CHICAGO — Chicago’s police superintendent on Saturday suggested that an officer’s body camera wasn’t turned on when he fatally shot a black teen last month because the officer had only received it about a week earlier and wasn’t yet proficient in using it.

But demonstrators who held a march protesting the killing voiced strong suspicions that the camera was turned off as part of a cover-up.

At a news conference, Superintendent Eddie Johnson discussed nine videos taken from dashcams in police cars and body cameras on other officers involved. The videos show officers firing repeatedly at a stolen car as it careens down the street away from them. They also show the officers handcuffing a wounded Paul O’Neal, who was driving the stolen car, after a chaotic foot chase through a residential neighborhood in the city’s South Shore neighborhood.

“They had had those cameras maybe about a week. … There’s going to be a learning curve,” Johnson said of the body cameras.

The cameras were introduced to one police district early last year as part of a pilot project. They have since been distributed to six other districts and the officer who shot O’Neal had been issued a camera as part of that rollout.
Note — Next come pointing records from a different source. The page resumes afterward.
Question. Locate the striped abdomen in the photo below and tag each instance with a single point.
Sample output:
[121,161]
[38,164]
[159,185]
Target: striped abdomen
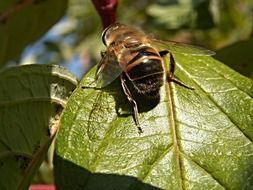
[145,70]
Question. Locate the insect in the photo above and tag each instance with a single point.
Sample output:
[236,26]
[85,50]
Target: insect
[131,55]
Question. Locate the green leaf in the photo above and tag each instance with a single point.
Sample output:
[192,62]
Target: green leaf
[238,56]
[31,99]
[193,139]
[23,22]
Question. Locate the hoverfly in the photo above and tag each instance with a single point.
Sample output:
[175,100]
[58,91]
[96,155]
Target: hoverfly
[133,56]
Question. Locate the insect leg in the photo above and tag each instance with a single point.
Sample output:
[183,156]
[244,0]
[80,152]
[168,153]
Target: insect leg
[131,100]
[171,77]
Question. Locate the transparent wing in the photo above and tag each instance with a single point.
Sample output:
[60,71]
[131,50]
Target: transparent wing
[181,47]
[108,70]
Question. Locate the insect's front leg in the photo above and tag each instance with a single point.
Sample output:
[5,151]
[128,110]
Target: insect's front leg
[170,76]
[131,100]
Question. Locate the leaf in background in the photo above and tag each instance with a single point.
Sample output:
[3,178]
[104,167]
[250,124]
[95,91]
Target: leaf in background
[239,56]
[31,99]
[23,22]
[193,139]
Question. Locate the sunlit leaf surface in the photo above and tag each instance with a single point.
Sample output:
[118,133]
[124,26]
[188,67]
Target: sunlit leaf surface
[31,99]
[193,139]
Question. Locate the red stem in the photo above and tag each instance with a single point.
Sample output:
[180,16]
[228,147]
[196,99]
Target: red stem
[106,10]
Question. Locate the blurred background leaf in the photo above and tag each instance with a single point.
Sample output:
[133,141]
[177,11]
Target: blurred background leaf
[31,100]
[23,22]
[75,42]
[192,139]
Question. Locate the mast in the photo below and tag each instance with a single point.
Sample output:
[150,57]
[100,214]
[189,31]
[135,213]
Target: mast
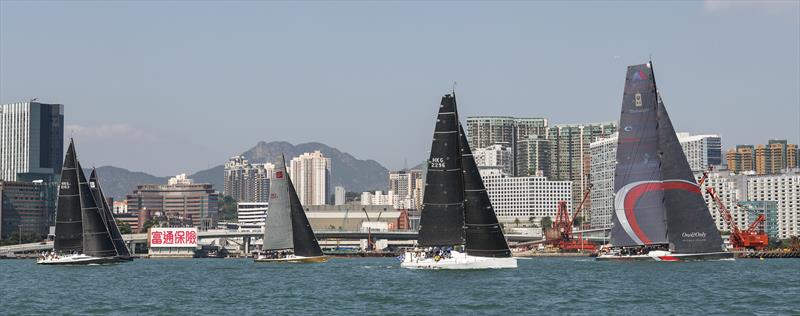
[278,227]
[108,216]
[442,218]
[484,236]
[69,225]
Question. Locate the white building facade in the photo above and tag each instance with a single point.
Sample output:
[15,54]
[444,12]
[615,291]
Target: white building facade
[527,199]
[311,176]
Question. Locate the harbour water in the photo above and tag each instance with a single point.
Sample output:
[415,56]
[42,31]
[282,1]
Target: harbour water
[379,286]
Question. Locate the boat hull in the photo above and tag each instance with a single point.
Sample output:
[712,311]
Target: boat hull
[667,256]
[293,259]
[456,261]
[80,259]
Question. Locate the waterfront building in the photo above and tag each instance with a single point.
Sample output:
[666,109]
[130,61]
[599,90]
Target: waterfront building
[252,215]
[246,182]
[527,199]
[311,175]
[31,140]
[495,156]
[569,154]
[195,202]
[339,195]
[23,208]
[511,132]
[701,151]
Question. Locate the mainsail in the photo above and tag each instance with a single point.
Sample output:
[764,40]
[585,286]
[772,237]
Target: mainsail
[69,225]
[108,216]
[287,226]
[657,200]
[484,236]
[442,218]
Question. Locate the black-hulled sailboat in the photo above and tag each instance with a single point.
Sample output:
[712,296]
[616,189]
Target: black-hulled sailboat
[288,236]
[458,226]
[659,211]
[81,233]
[108,217]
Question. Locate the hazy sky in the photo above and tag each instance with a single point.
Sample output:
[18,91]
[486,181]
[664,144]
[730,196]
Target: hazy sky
[181,86]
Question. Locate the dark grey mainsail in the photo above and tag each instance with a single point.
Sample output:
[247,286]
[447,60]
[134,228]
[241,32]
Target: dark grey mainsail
[69,225]
[442,218]
[97,240]
[657,200]
[108,216]
[484,236]
[287,226]
[278,226]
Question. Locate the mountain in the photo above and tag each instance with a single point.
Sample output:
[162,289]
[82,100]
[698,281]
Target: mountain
[353,174]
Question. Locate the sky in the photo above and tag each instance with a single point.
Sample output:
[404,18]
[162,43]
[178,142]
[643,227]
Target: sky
[172,87]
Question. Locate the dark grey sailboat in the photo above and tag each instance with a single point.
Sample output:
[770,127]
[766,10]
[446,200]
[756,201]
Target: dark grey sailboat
[659,213]
[458,226]
[108,216]
[81,235]
[288,236]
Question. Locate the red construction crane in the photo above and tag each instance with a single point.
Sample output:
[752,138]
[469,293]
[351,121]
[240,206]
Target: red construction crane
[563,226]
[752,238]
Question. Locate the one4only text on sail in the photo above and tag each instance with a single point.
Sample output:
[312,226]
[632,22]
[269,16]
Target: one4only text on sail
[458,226]
[659,211]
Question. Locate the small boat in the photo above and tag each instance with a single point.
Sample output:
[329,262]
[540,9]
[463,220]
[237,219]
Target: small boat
[288,236]
[659,210]
[123,253]
[81,235]
[458,225]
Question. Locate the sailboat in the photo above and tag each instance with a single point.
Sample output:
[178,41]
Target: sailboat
[659,211]
[458,226]
[288,236]
[105,210]
[81,233]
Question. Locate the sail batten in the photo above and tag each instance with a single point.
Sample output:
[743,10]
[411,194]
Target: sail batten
[657,200]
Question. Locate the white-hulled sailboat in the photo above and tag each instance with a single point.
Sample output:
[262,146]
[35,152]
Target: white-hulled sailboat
[458,226]
[81,235]
[288,236]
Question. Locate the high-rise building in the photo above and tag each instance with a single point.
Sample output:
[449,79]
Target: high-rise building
[526,199]
[247,182]
[741,159]
[198,203]
[311,176]
[339,195]
[495,156]
[31,140]
[700,150]
[569,154]
[23,208]
[511,132]
[777,155]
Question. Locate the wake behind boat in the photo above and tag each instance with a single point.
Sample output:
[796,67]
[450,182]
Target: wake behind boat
[81,236]
[288,236]
[458,226]
[659,211]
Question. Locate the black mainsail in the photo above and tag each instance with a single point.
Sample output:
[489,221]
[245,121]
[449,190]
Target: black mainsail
[287,226]
[108,216]
[442,218]
[657,200]
[484,236]
[69,225]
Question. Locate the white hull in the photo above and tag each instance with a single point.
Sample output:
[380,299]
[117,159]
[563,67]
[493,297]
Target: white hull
[457,260]
[661,255]
[292,259]
[79,259]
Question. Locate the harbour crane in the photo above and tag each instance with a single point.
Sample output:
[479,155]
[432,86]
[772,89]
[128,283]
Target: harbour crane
[753,237]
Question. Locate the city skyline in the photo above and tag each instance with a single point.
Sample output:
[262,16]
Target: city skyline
[178,94]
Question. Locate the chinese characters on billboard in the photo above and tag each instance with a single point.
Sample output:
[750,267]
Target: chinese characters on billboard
[173,237]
Protesters said Saturday they did not believe any official explanation for the non-working body camera. They and the attorney representing the O’Neal family scoffed when a department spokesman said Friday that the officer’s camera may have been deactivated by the force of the air bag when the stolen car crashed into a police cruiser.

“Since all the other cameras were working, I’m sure that camera was working and it (the shooting) was edited out or that officer turned it off on purpose,” said Ja’Mal Green, an activist at the rally.